What is the use of text converted into BoW or TF-IDF data frame? It is very important if we want to apply Machine Learning to text data. Machine Learning does not understand text, so the text must be converted into a numeric data frame. One of the common use of Machine Learning for text prediction is sentiment analysis. Sentiment analysis can predict the sentiment of the review text. Instead of reading the reviews one by one, sentiment analysis can convert the text into how satisfied the reviews sound.
Sentiment Analysis
Sentiment analysis can be run by using TextBlob or training a Machine Learning model. TextBlob does not require training. It can tell the polarity and subjectivity of the reviews. The polarity ranges from 1 to -1 expressing positive sentiment to negative sentiment. Here is the code to apply sentiment analysis to the text2 = ‘The monkeys are eating 7 bananas on the tree! The tree will only have 5 bananas left later. One monkey is jumping to another tree.’

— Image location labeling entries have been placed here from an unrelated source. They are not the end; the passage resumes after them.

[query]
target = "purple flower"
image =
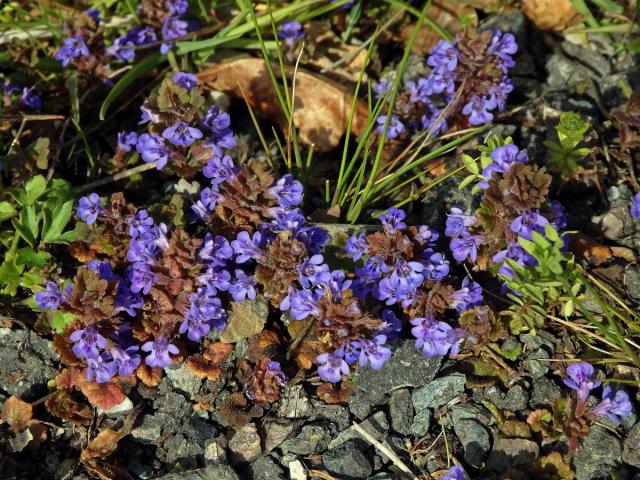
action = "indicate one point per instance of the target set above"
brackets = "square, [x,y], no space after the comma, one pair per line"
[581,379]
[396,127]
[635,206]
[87,343]
[420,91]
[313,271]
[30,98]
[288,191]
[247,247]
[478,110]
[373,353]
[127,140]
[436,267]
[242,287]
[434,337]
[89,208]
[457,222]
[530,221]
[177,7]
[469,295]
[426,234]
[301,303]
[393,220]
[356,246]
[151,148]
[181,134]
[159,351]
[382,88]
[560,220]
[290,32]
[126,359]
[50,298]
[455,473]
[612,406]
[100,369]
[465,246]
[72,47]
[219,169]
[172,28]
[331,366]
[185,80]
[216,250]
[444,56]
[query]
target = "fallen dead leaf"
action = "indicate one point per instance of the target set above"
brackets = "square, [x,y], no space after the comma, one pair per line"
[321,106]
[550,14]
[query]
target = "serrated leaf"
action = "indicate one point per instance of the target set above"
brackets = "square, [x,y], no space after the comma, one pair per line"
[56,217]
[7,211]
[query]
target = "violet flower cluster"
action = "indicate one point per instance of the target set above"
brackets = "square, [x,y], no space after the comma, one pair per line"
[460,84]
[14,98]
[614,406]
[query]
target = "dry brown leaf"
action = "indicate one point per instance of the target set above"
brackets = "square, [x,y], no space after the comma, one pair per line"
[16,413]
[551,14]
[102,395]
[584,246]
[321,106]
[148,375]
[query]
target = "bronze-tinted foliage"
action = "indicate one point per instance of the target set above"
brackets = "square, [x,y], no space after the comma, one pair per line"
[523,187]
[277,267]
[434,301]
[264,386]
[342,322]
[176,270]
[481,327]
[244,199]
[108,236]
[91,299]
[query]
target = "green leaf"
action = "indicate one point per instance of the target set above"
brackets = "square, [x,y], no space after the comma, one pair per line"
[56,217]
[7,211]
[59,320]
[34,188]
[29,257]
[146,64]
[27,227]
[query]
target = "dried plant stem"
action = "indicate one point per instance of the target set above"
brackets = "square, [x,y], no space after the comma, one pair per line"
[385,450]
[117,176]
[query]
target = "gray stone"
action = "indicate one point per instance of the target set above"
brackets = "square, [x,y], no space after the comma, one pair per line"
[347,461]
[512,452]
[631,453]
[219,472]
[544,392]
[277,431]
[311,439]
[294,403]
[421,423]
[264,469]
[245,444]
[148,431]
[377,425]
[439,392]
[598,456]
[406,368]
[516,399]
[475,439]
[401,411]
[26,363]
[184,379]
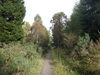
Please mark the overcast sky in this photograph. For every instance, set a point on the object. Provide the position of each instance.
(46, 9)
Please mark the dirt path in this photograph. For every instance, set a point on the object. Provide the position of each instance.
(47, 67)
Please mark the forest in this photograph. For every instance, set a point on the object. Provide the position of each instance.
(74, 42)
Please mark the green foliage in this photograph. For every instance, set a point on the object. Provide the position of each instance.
(40, 34)
(11, 17)
(89, 15)
(70, 40)
(83, 43)
(37, 18)
(17, 59)
(58, 24)
(88, 54)
(63, 63)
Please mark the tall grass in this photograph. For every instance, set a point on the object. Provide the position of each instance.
(17, 59)
(60, 62)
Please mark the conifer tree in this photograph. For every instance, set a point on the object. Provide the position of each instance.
(12, 13)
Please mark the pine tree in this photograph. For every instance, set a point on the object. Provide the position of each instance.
(58, 23)
(12, 13)
(90, 17)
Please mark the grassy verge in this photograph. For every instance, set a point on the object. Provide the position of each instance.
(17, 59)
(60, 62)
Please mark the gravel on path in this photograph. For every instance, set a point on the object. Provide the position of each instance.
(47, 67)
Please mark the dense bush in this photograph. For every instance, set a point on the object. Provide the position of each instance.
(87, 53)
(17, 59)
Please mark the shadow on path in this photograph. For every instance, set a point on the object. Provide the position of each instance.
(47, 66)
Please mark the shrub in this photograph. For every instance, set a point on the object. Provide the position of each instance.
(17, 59)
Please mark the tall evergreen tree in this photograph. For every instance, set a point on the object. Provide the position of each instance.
(90, 17)
(59, 22)
(12, 13)
(37, 18)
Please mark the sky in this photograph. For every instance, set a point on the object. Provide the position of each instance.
(46, 9)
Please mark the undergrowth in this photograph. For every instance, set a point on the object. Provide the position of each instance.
(17, 59)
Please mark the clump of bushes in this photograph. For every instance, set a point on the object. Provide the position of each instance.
(17, 59)
(88, 54)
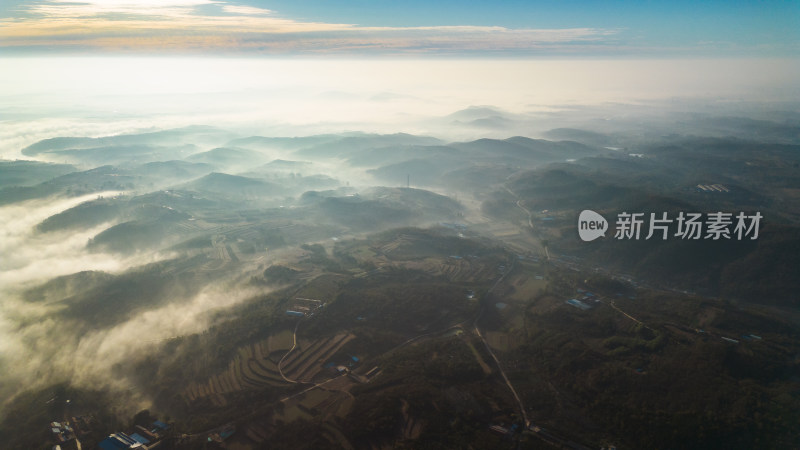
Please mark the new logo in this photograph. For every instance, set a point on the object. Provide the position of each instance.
(591, 225)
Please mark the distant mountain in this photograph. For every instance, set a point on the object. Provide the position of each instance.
(85, 215)
(385, 207)
(173, 170)
(104, 178)
(227, 157)
(122, 154)
(233, 185)
(582, 136)
(283, 143)
(377, 157)
(475, 113)
(347, 146)
(30, 173)
(178, 136)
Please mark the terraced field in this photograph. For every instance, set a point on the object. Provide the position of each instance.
(303, 364)
(250, 369)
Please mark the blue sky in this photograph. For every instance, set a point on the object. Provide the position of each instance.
(446, 27)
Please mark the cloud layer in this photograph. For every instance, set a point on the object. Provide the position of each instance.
(208, 25)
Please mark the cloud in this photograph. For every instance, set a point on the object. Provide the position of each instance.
(38, 348)
(185, 25)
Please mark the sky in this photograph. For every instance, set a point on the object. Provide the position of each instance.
(567, 28)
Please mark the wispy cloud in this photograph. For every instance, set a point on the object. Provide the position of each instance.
(152, 25)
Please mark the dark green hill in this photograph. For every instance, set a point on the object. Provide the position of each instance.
(85, 215)
(30, 173)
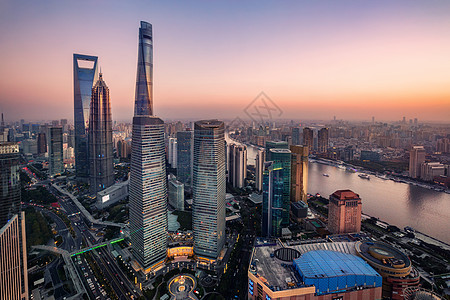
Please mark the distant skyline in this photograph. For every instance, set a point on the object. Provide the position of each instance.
(316, 60)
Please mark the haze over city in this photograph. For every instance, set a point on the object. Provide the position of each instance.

from textblob import TextBlob
TextBlob(text2).sentiment
Output:
Sentiment(polarity=-0.0125, subjectivity=0.25)
Now, let’s see how it works on the women’s clothing dataset.
The table above displays the first 5 rows of the review text polarity. Examine how the words in “Review Text” return the “polarity”. In the same dataset, the satisfaction rating is also given by each of the reviewers in the feature “Rating”. The “Rating” ranges from 1 to 5. The figure below visualizes the polarity distribution of each rating class. Examine that a higher rating tends to have more positive polarity.
Fig. 2 Polarity distribution of each rating class (source: image by author)
Text Regression (Automated Machine Learning and Deep Learning)
The sentiment analysis provided by TextBlob is a pre-trained model. Users can directly apply it to text. But, what if we want to train our new model to analyze text? What if we want to build a model to detect sentiment ranging from 1 to 5, instead of the text positivity and negativity rate (like using TextBlob)?
Using TextBlob has the advantage that users do not have to train a large number of data. On the other hand, creating a new Machine Learning model for text analysis requires extra time and resources. But, the created new model will be much more customized to a specific topic based on a training dataset. For example, training women’s clothing review dataset will result in an NLP model that is more specific in predicting the sentiment.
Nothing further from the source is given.